The Greenstone Archives collection uses the Email plugin, which parses files in email formats. In this case, there is a file per month per mailing list, and each file contains many email messages. The Email plugin splits these into individual documents, and produces Title, Subject, From, FromName, FromAddr, Date, DateText, InReplyTo, and optionally Headers, metadata.

The collection configuration file, etc/collectionConfig.xml specifies <importOption name="groupsize" value="200"/>. This groups documents together into groups of 200. Email collections typically have many small documents, and grouping them together prevents Greenstone's internal file structures from becoming bloated and occupying more disk space than necessary. Notice that the Email plugin first splits the input files up into individual Emails, then groupsize groups them together again. This allows the collection designer to control what is going on.

The indexes line specifies 3 searchable indexes, which can be seen by clicking beside the word "Messages" on the search page to reveal a drop-down menu. The first (called Messages) is created from the document text, while the others are formed from From and Subject metadata.

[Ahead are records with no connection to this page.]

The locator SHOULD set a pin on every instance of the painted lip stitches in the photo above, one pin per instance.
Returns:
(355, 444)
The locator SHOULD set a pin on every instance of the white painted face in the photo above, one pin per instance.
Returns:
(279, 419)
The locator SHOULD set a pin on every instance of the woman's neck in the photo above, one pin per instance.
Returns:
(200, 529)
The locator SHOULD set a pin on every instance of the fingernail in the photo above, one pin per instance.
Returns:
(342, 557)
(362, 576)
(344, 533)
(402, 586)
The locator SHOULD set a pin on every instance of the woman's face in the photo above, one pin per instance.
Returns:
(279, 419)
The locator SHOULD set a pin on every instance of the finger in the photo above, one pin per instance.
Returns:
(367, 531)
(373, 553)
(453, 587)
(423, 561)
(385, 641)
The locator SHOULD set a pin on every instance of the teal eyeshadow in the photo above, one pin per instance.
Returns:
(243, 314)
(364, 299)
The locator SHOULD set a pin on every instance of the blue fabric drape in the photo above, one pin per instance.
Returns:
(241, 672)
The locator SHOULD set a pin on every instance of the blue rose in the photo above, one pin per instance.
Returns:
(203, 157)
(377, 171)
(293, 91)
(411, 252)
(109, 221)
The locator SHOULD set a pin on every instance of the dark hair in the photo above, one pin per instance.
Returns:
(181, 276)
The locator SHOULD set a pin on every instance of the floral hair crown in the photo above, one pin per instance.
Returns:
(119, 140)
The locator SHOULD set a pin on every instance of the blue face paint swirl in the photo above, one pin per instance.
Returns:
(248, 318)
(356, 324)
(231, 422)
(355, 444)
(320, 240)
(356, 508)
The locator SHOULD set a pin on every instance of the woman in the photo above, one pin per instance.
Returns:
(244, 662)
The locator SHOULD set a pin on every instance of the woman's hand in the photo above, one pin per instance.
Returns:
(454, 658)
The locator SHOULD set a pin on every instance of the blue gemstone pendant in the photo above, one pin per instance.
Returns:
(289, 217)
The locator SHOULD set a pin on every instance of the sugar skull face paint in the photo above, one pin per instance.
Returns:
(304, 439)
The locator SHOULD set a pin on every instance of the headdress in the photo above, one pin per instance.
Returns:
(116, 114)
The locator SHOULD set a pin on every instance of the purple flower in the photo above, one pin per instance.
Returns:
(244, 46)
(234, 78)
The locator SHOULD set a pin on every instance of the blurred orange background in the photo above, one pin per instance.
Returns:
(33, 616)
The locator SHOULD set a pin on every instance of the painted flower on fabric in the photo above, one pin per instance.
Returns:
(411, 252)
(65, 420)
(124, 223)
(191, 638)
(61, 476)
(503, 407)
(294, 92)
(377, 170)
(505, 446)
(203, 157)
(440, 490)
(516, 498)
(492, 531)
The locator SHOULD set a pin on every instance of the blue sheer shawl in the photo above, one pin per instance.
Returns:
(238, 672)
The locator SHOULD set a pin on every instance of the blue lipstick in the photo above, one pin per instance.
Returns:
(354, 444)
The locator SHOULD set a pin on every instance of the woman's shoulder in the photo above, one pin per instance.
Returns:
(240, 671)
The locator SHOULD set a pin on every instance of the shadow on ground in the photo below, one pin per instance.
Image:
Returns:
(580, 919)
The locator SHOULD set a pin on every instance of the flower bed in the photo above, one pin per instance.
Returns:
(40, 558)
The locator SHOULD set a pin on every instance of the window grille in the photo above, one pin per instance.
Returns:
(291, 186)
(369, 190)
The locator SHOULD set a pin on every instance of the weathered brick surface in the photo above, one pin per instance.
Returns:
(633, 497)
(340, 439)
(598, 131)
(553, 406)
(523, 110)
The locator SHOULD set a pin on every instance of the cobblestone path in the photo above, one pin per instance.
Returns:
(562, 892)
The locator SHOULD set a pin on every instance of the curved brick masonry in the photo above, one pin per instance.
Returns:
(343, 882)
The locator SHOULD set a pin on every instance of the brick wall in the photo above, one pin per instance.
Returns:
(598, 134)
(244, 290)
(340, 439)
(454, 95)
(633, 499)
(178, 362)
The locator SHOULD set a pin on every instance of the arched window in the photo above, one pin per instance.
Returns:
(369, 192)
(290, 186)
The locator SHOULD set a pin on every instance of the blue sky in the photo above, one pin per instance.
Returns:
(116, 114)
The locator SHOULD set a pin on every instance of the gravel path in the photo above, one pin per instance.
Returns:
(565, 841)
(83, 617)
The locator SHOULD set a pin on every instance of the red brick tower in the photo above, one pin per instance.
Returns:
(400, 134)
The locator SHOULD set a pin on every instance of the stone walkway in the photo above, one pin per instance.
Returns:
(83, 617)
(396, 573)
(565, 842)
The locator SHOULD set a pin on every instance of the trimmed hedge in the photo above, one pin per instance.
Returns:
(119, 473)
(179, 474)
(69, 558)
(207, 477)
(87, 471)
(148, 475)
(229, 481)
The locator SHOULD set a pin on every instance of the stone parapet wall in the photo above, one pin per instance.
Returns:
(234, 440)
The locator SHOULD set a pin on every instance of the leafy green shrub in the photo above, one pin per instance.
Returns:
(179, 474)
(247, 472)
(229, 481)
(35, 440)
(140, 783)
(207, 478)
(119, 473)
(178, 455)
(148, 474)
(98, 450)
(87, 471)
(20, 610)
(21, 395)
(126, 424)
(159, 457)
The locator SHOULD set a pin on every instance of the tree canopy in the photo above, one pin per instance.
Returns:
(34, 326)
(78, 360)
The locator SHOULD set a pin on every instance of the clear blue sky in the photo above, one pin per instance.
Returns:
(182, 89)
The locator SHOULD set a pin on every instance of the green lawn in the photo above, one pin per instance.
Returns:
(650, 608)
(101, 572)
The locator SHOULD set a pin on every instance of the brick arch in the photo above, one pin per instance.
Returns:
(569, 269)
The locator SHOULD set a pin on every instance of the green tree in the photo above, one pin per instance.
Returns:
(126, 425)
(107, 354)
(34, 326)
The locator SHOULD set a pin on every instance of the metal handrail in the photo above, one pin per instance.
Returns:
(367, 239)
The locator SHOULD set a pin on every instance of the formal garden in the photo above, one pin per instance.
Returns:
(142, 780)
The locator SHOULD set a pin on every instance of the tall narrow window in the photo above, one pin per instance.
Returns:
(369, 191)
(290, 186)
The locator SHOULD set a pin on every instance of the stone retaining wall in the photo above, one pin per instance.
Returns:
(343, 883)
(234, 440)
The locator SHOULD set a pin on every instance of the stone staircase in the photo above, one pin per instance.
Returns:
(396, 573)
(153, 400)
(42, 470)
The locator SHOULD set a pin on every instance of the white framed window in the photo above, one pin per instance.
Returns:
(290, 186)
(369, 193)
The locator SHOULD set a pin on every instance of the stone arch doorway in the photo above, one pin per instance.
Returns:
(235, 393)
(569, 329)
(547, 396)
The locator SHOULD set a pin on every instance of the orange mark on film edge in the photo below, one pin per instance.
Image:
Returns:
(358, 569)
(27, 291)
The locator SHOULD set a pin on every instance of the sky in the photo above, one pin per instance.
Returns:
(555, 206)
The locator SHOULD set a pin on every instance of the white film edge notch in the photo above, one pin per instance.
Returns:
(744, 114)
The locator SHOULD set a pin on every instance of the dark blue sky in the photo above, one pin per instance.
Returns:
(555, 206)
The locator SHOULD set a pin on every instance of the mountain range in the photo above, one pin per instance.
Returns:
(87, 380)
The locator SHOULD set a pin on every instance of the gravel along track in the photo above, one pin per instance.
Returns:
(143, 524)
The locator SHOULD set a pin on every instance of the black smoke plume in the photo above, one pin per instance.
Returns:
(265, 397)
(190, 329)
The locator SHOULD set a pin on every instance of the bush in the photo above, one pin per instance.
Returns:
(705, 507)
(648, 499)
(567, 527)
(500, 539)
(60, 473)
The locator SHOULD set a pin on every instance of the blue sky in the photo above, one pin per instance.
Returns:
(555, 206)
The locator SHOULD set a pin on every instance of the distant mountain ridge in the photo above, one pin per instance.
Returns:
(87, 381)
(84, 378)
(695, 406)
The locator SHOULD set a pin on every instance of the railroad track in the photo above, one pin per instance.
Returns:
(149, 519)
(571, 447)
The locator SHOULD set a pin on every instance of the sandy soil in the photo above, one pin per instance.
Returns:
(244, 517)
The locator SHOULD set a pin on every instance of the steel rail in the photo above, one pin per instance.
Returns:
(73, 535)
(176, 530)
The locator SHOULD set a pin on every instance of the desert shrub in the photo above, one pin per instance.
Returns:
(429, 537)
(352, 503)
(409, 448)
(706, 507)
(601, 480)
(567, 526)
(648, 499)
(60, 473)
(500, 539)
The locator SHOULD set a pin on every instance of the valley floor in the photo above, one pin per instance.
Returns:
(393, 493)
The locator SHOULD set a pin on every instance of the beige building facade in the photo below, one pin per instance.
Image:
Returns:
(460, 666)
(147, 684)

There are three classifiers, based on Subject, FromName, and Date metadata. The AZCompactList classifier used for the first two is like AZList but generates a bookshelf for duplicate items, as illustrated here. This is represented by a tree structure whose nodes are either leaf nodes, representing documents, or internal nodes. A metadata item called numleafdocs gives the total number of documents below an internal node. The format statement for the first classifier, called CL1Vlist, checks whether this item exists. If so the node must be an internal one, in which case it is labeled by its Title. Otherwise the node's label starts with the Subject which links to the document, then gives FromName metadata, with a link to "Search by Sender", followed by the DateText.

The second classifier (CL2Vlist) is similar, but shows slightly different information -- the result can be seen here. For internal nodes, the actual number of leaf documents (numleafdocs) is given in parentheses after the Title. For document nodes the FromName, with a link to "Search By Sender", Subject (linked to the document), and DateText metadata is shown.

The third classifier is a DateList, which allows selection by month and year.

Finally, the documentHeading is overridden to show the header fields: FromName, DateText, Subject, InReplyTo (as the default documentHeading would not show the InReplyTo Field, nor to label the fields). The default documentContent already displays the message text (with the call to <xsl:call-template name="documentNodeText"/>). FromName is linked to a search on that name, while InReplyTo links to the email message that it refers to.